CVD Prevention and Treatment in Women with Diabetes

Summary

Cardiovascular disease (CVD) is the number one killer of women in westernized countries. Its connection to diabetes, a particularly strong risk factor that disproportionately affects women, has been well established. In a session that was devoted to the implications for CVD prevention and the treatment of women with diabetes. This article discusses differences in current diabetes treatment that are related to gender.

  • Prevention & Screening
  • Prevention & Screening
  • Diabetes Mellitus

Cardiovascular disease (CVD) is the number one killer of women in westernized countries. Its connection to diabetes, a particularly strong risk factor that disproportionately affects women, has been well established. In a session that was devoted to the implications for CVD prevention and the treatment of women with diabetes, L. Kristin Newby, MD, Duke University Medical Center, Durham, North Carolina, USA, discussed differences in current diabetes treatment that are related to gender.

Major randomized controlled trials (RCTs) over the past 1 to 2 decades have changed the practice of CVD prevention in women, with 3 studies having a particular impact on the current guidelines for the prevention of CVD in women. The Women's Health Initiative (WHI) [Rossouw JE et al. JAMA 2002] and the Heart and Estrogen/Progestin Replacement Study [Hulley S et al. JAMA 1998] were, in large part, responsible for the recommendation that hormone therapy not be used for the primary or secondary prevention of CVD, as it is not effective and may be harmful [Mosca L et al. Circulation 2007, 2011]. Aspirin is one of the least expensive and most frequently used preventive therapies for cardiovascular events; however, the Women's Health Study (WHS), which evaluated the use of low-dose aspirin as primary prevention for CVD in women, provided evidence of a sex-based response to aspirin therapy. Among the women in the WHS, aspirin therapy resulted in a significant (p=0.04) overall reduction in stroke (RR, 0.83; 95% CI, 0.69 to 0.99) and a nonsignificant overall 9% reduction in cardiovascular events, a slight increase in the risk of hemorrhagic stroke (RR, 1.24; 95% CI, 0.82 to 1.87; p=NS), and no benefit on myocardial infarction (MI; RR, 1.02; 95% CI, 0.84 to 1.25). To assess for the effect of gender, the authors conducted a gender-specific on aspirin therapy random-effects meta-analysis of data from 6 trials that showed a reduction in risk for MI and no influence on stroke among men but no effect on MI in women and a reduction in the incidence of stroke [Ridker PM et al. N Engl J Med 2005].
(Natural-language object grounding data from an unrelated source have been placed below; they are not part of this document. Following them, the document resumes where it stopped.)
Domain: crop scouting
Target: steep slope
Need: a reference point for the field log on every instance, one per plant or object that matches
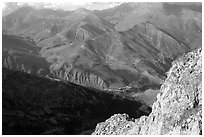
(178, 109)
(20, 53)
(84, 48)
(36, 105)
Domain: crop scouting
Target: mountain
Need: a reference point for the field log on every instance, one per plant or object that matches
(178, 109)
(36, 105)
(89, 48)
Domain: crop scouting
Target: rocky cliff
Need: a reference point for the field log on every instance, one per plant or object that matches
(178, 109)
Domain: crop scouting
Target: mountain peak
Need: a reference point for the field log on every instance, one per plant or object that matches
(178, 109)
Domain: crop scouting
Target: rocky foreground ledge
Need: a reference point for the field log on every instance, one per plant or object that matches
(178, 109)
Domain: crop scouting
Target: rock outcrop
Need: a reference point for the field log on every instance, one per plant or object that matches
(178, 109)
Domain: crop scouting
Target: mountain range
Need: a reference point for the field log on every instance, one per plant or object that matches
(66, 70)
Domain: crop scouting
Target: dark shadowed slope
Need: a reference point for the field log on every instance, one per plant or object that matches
(34, 105)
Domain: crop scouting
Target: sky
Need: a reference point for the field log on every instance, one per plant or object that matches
(8, 7)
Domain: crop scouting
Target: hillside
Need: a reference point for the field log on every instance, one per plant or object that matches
(34, 105)
(178, 109)
(112, 48)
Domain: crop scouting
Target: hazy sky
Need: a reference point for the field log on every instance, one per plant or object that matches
(70, 5)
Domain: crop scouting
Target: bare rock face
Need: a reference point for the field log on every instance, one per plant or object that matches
(178, 109)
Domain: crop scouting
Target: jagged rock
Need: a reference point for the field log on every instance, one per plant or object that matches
(178, 109)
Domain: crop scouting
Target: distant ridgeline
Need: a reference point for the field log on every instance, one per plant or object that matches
(104, 49)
Aspirin resistance is present in up to 40% of patients with diabetes, and the prevalence of resistance increases with decreasing metabolic control [McGuire D. Braunwald's Heart Disease: A Textbook Of Cardiovascular Medicine 2012. Elsevier]. Large RCTs are currently evaluating if higher doses of aspirin might overcome the effects of resistance, but the 2011 American Heart Association guidelines state that aspirin (75 mg/day to 325 mg/day) should be used in women with coronary heart disease unless contraindicated and that this therapy is reasonable in women with diabetes unless contraindicated. Signals of an increased risk of MI among younger women and risks for bleeding led to the recommendation against routine use of aspirin in healthy women aged <65 years to prevent MI [Mosca L et al. Circulation 2011].

Finally, although statin therapy greatly lowers cardiovascular risk, in the WHI study, the incidence of new-onset diabetes mellitus was associated with statin use among postmenopausal women [Culver AL et al. Arch Intern Med 2012]. The underpinnings of the recently scrutinized relationship between statin use and new-onset diabetes mellitus are unknown.

Although the data generally support similar treatment responses in women and men and although there is no clear evidence that diabetes alters treatment benefit of proven therapies in women, the enrollment of women in RCTs remains low, relative to their overall representation in disease populations (Figure 1) [Melloni C et al. Circ Cardiovasc Qual Outcomes 2010]. To ensure that the evidence that supports treatment is relevant to women, more attention must be focused on increasing recruitment of women into randomized clinical trials.

Figure 1.

Inclusion of Women in RCTs Supporting Women's Prevention Guidelines.

Reproduced with permission from the American Heart Association. Melloni C et al. Representation of Women in Randomized Clinical Trials of Cardiovascular Disease Prevention. Circ Cardiovasc Qual Outcomes. 2010;3:135–142.